& Nbsp; a basic skill for all Linux systems and network administrators is to know how to write a strong iptables firewall from the beginning and how to modify it, adapt to different situations. However, in the real world, this seems to be rare. Learning iptables is not
A basic skill for all Linux systems and network administrators is to know how to write a strong iptables firewall from the beginning, and how to modify it to adapt it to different situations. However, in the real world, this seems to be rare. Learning iptables is not a simple process, but I recommend the following information on the Internet to you, so that you can use it easily.

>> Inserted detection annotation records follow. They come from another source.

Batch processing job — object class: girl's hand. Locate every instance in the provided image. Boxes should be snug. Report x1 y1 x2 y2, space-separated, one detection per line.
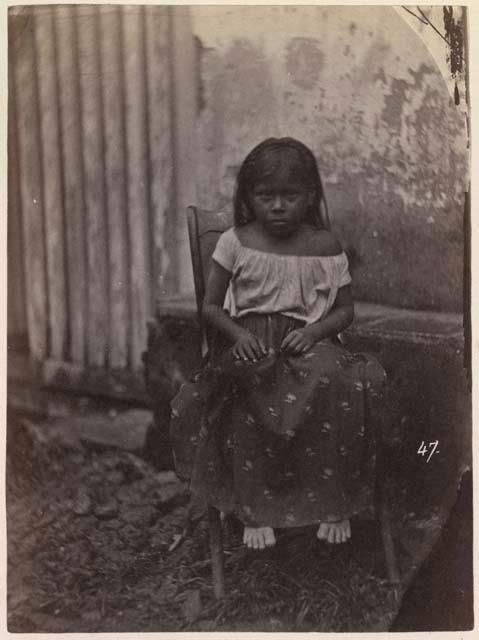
281 329 316 356
232 332 268 362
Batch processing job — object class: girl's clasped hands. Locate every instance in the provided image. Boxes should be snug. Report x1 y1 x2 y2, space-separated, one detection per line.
232 327 316 362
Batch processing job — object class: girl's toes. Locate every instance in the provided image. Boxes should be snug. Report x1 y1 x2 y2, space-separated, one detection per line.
258 529 265 549
328 524 336 544
264 527 276 547
316 522 328 540
346 520 351 539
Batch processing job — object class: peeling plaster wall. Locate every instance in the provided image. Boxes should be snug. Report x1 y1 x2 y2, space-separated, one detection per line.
191 5 468 311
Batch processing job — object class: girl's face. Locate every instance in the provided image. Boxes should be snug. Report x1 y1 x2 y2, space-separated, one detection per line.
249 162 313 237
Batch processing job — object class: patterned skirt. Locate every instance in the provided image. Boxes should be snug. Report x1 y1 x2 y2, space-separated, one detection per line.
170 314 386 527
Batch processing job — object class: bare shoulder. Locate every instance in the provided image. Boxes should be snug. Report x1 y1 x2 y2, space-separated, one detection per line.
307 229 343 256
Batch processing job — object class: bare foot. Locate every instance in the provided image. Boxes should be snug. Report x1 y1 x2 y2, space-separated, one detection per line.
243 527 276 549
316 520 351 543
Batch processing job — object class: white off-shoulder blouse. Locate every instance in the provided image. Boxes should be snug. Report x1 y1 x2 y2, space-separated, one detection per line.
212 228 351 324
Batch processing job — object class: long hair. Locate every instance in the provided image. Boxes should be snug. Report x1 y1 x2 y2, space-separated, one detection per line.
233 138 326 228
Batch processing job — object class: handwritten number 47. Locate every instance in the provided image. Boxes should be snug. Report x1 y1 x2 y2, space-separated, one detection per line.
417 440 439 462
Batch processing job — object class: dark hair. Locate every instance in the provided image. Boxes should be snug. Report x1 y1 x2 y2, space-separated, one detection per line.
233 138 326 228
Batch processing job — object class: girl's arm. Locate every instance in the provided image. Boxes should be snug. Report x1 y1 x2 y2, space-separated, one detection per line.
281 285 354 355
202 260 267 361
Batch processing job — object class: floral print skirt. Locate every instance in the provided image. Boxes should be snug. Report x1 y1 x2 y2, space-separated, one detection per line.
170 314 386 527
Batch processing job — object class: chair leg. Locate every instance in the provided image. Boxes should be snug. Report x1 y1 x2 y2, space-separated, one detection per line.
379 503 400 585
208 505 225 600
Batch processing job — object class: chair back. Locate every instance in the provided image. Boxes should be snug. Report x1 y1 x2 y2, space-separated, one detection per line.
186 198 331 355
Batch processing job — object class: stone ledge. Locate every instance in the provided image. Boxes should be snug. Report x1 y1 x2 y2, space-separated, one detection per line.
156 294 464 351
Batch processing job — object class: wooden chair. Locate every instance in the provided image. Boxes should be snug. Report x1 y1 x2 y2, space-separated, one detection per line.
187 201 399 598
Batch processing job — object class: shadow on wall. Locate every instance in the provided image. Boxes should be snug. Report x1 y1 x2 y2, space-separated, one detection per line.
189 6 468 312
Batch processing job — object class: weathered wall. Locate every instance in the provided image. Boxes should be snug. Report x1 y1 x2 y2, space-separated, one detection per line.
191 6 467 311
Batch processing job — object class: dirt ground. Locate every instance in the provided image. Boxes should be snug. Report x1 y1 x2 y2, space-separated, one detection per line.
7 408 464 632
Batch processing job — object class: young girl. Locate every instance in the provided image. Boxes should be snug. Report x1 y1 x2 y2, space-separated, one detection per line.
171 138 385 549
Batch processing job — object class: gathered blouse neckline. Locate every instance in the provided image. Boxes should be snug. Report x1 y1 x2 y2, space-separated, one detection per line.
231 228 344 260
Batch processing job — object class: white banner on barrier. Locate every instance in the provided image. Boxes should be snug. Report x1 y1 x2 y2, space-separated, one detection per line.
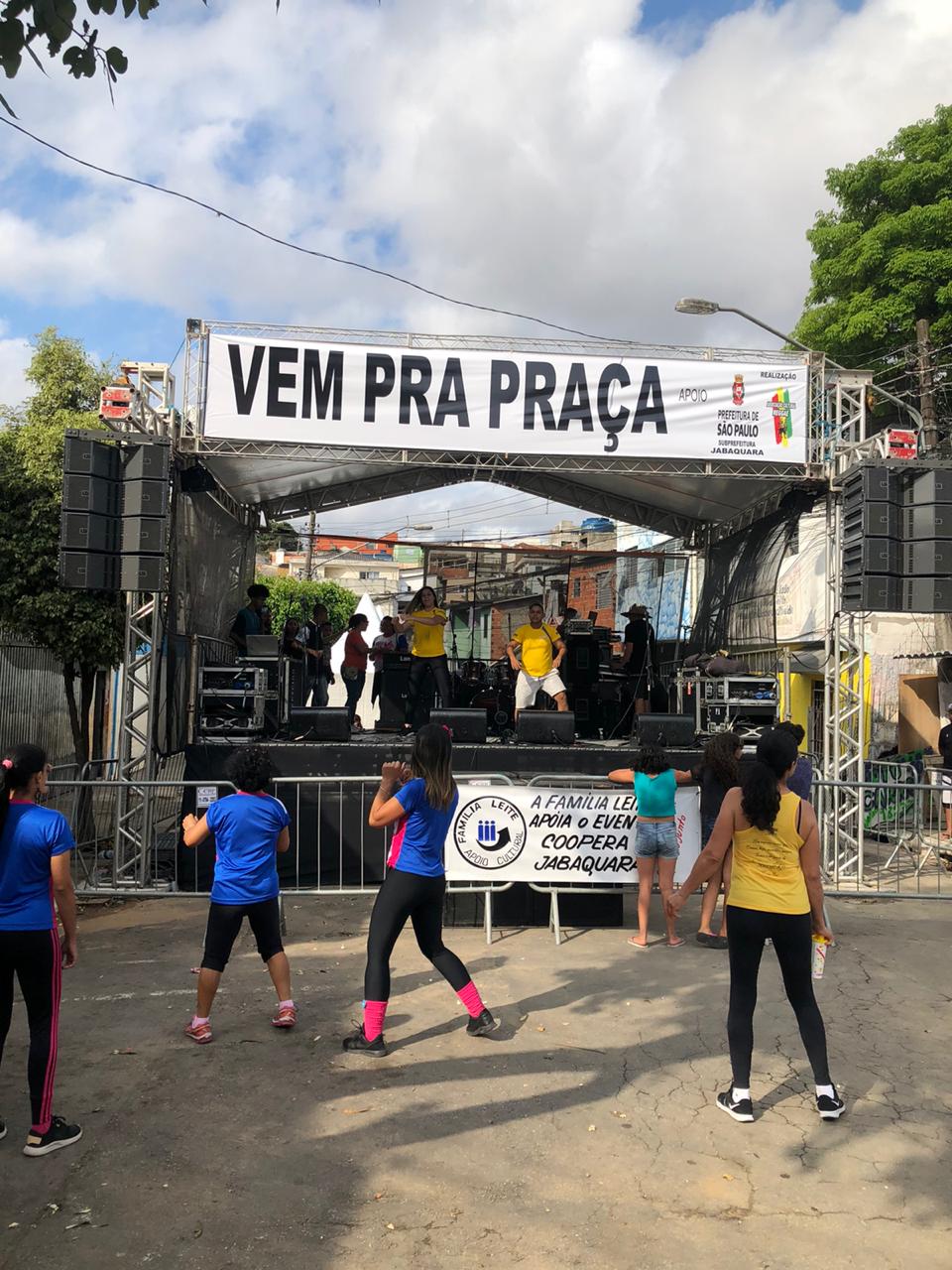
445 786 701 886
203 335 807 462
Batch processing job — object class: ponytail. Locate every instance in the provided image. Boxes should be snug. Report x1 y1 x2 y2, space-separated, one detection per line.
0 745 46 833
740 730 797 830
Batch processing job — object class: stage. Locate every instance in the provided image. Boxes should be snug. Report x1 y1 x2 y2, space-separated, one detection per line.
178 733 701 926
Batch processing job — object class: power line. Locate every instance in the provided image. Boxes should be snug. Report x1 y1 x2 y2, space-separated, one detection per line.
0 115 635 344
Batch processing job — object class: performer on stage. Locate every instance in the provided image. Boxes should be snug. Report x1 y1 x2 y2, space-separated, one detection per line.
340 613 371 727
622 604 657 713
371 616 408 703
181 745 298 1045
608 745 693 949
230 581 268 653
667 729 844 1120
344 724 496 1058
394 586 453 727
0 745 82 1156
505 604 568 718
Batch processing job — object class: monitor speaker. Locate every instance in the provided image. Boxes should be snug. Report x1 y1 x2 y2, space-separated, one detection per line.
430 708 486 745
291 706 350 740
638 715 694 749
516 710 575 745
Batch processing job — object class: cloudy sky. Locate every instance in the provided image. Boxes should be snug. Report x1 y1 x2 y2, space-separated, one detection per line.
0 0 952 532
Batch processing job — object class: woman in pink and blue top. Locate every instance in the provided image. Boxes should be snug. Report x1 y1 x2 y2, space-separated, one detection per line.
344 724 496 1058
0 745 82 1156
181 745 298 1045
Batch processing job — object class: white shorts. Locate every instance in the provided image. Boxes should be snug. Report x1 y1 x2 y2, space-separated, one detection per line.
516 671 565 710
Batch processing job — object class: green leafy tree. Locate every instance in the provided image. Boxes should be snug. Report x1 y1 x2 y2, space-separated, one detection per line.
0 0 281 118
255 575 359 635
794 105 952 411
0 327 123 763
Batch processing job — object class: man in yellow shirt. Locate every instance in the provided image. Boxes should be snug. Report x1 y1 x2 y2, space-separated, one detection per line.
505 604 568 718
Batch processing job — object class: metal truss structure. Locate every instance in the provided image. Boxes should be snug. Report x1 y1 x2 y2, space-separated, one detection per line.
103 362 178 888
114 320 893 886
820 371 872 884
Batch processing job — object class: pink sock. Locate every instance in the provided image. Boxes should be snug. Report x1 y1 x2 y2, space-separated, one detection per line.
363 1001 387 1040
457 979 486 1019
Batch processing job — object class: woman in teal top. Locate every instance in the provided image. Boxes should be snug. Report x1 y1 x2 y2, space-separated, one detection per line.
608 745 693 949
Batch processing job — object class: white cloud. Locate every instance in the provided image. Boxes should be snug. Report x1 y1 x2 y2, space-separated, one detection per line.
0 323 33 407
0 0 952 531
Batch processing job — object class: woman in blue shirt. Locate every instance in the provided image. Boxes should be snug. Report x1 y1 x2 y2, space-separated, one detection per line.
0 745 82 1156
608 745 693 949
344 724 496 1058
181 745 298 1045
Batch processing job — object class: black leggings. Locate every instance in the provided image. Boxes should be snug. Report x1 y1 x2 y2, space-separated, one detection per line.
407 657 453 724
202 895 285 974
727 904 830 1089
0 931 62 1134
363 869 470 1001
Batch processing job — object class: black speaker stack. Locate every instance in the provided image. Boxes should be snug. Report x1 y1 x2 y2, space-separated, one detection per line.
843 462 952 613
60 431 172 591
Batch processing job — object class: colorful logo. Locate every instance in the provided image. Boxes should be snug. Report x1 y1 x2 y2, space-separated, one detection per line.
453 795 527 870
771 389 793 445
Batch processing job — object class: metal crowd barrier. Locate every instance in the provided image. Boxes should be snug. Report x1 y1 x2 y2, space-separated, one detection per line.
47 772 514 944
813 765 952 899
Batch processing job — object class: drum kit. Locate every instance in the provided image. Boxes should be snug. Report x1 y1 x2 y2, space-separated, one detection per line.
453 657 525 736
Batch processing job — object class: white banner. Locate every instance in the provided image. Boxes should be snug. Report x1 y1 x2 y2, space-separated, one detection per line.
445 785 701 886
204 335 807 462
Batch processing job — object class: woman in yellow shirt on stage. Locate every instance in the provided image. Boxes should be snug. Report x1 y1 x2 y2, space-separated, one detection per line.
395 586 453 727
667 730 844 1120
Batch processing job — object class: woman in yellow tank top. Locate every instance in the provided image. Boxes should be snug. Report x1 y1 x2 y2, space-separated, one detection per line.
394 586 453 727
667 730 844 1120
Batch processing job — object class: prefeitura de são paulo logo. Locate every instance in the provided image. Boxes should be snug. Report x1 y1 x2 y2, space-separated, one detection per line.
453 795 526 870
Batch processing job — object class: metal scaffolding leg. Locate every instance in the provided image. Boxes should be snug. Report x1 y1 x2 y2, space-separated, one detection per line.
820 372 870 884
113 594 163 886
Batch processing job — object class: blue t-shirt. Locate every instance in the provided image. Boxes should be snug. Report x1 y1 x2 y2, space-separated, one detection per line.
204 794 291 904
0 803 76 931
387 776 459 877
635 767 678 820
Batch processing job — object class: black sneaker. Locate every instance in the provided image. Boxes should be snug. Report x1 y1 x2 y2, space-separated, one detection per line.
816 1088 847 1120
343 1024 390 1058
717 1088 754 1124
23 1115 82 1156
466 1010 499 1036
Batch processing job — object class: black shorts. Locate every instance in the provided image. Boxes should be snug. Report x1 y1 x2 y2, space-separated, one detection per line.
202 895 285 974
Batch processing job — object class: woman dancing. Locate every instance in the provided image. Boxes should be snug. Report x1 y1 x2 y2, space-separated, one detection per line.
181 745 298 1045
396 586 453 727
667 730 844 1120
344 724 496 1058
0 745 82 1156
692 731 744 949
608 745 693 949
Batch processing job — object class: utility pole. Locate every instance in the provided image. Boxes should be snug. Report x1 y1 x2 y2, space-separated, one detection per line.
304 512 314 581
915 318 938 449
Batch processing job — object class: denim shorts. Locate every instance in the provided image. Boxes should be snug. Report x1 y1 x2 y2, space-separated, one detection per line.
635 821 678 860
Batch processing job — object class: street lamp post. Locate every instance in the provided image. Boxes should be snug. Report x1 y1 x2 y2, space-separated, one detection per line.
674 296 934 439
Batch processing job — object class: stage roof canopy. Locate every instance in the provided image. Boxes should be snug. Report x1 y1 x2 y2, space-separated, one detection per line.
181 322 820 539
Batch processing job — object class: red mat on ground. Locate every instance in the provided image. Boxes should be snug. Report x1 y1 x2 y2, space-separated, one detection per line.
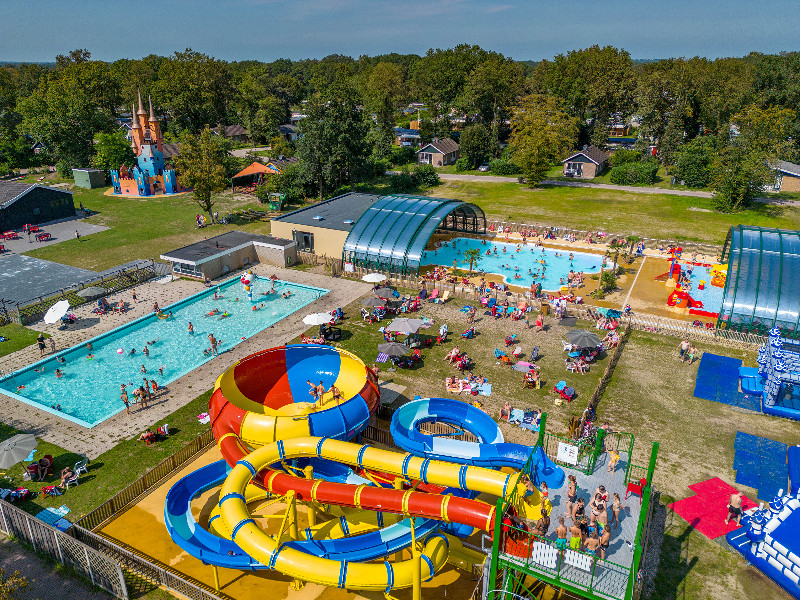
669 477 758 540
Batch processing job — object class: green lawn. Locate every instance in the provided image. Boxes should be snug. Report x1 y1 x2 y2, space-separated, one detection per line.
22 188 269 270
429 181 800 244
0 323 50 356
0 390 211 521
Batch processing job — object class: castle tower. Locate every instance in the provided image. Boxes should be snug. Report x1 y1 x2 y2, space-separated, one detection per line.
147 96 164 152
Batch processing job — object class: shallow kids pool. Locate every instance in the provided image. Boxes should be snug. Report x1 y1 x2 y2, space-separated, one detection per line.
421 238 610 291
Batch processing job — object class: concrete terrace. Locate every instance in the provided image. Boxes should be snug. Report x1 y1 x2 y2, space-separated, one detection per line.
0 265 372 458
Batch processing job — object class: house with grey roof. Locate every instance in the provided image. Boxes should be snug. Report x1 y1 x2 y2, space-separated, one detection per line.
417 138 458 167
0 181 75 231
561 146 610 179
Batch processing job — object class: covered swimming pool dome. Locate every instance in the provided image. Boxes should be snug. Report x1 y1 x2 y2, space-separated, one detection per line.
718 225 800 339
342 194 486 273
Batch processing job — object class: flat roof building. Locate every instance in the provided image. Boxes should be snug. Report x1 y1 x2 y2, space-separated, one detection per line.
272 193 486 273
161 231 297 279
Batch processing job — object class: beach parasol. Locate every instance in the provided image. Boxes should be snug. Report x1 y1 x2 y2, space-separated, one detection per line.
378 342 411 356
44 300 69 325
0 433 38 469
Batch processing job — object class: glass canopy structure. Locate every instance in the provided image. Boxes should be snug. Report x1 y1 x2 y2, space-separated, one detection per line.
718 225 800 338
343 194 486 273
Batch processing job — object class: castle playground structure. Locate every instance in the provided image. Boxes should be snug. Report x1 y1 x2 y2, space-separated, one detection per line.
111 92 186 196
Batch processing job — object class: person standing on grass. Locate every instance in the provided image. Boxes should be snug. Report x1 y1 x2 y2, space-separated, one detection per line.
725 490 742 525
678 338 692 362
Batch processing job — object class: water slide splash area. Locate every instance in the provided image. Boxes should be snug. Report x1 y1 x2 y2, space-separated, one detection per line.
165 345 536 592
727 446 800 599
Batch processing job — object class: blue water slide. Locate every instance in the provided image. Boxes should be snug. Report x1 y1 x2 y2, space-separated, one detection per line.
164 460 441 570
390 398 564 489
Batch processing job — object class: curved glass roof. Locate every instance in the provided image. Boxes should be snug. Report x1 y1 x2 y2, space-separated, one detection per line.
343 194 486 272
719 225 800 338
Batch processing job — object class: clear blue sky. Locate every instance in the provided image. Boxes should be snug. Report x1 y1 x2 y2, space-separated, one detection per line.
0 0 800 62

I believe that all administrators should thoroughly understand Iptables. However, another alternative method is to use an excellent Linux firewall generation tool.
Firewall Builder
The first appearance was Firewall Builder, a comprehensive multi-platform graphical Firewall configuration and management tool. It runs on iptables, ipfilter, OpenBSD PF, and Cisco's PIX. Through design, it hides the details of Rule design, and focuses on writing policies. However, do not run the firewall generator on your real firewall because it requires X Windows. You need to run the script on a workstation and copy it to the firewall.
Firestarter
The second is Firestarter, which is an excellent graphical firewall generation wizard that can guide you step by step through the firewall building process. This is a good option for a NAT firewall that shares a unique public IP address with the LAN, and after the firewall, it also has some public services or a separated DMZ. It has some simple commands to enable or disable the firewall, allowing you to view the status view and current activity. You can run it on a headless computer and remotely monitor it, or use it as an independent firewall.
Shorewall
Third, Shorewall is a popular firewall generator. it is more complex and flexible than Firestarter and is suitable for more complex networks. The learning curve of Shorewall is similar to iptables. However, it provides a wide range of documents and provides guidance on solutions to different situations, such as a single host firewall, two interfaces and three interface firewalls, and firewalls with multiple public IP addresses. You can get a lot of help on filtering P2P services, such as Kazaa speed limit, QqS (quality service), VPN transfer and conversion.
We recommend these three software to you so that you don't have to pay for commercial firewall software. The latter, in any case, is inferior to built-in Linux and Unix package filters. Users should spend limited funds on purchasing higher quality hardware.